Figure 2. A selection of the metaphorical tools that were developed during the research process. Even though participants were free to adapt the functionality of the various metaphors, these were embedded with certain qualities and capabilities. Three headlines served for allocating the tools when introducing the method in the workshop: “privacy and security”, “communication and networking” and “display and presentation”. Privacy/Security tools: e.g. Steel Door, public Safe, magic hood, magic key, burn-after-reading sheet: The preceding investigations showed that any service sharing scenario like walking a dog, or domestic aid, demands a certain access to private or at least semi private realms that neighbours need to concede for enabling the activity. The first section of tools allows controlling the access to these areas by offering temporary keys, intelligent locking mechanisms or masking options.
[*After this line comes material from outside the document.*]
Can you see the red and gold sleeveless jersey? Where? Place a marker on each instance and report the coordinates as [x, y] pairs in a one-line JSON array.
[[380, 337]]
Communication/Networking tools: e.g. walkie talkie, pneumatic tubes, megaphone, carrier pigeons: The second group of tools introduces different ways for individuals and groups to get in contact for initiating and maintaining relations that are fundamental in a sharing context. The tools offer a spectrum of direct and indirect, personal and mediated communication forms. Communication tools suggest a direct linking of parties involved in a sharing scenario or more complex one to many or many to many communication functionalities. Display Presentation tools: e.g. blackboard, baby monitor, crystal ball, periscope, object-beamer. The third group typifies different interfaces that allow the publication of a demand to certain interest groups or a single person. The presentation devices open the discussion on how to address recipients located both in private and public locations and thereby point to the location where sharing activities takes place and how they are mediated. Presentation devices in the public /semi public realm may raise questions about the location where a communication takes place, but also how to handle vandalism and maintenance of a sharing infrastructure. The introduced tools are additionally well characterized by very limited or technically restricted input and output modalities while including language based, text-based forms of communication.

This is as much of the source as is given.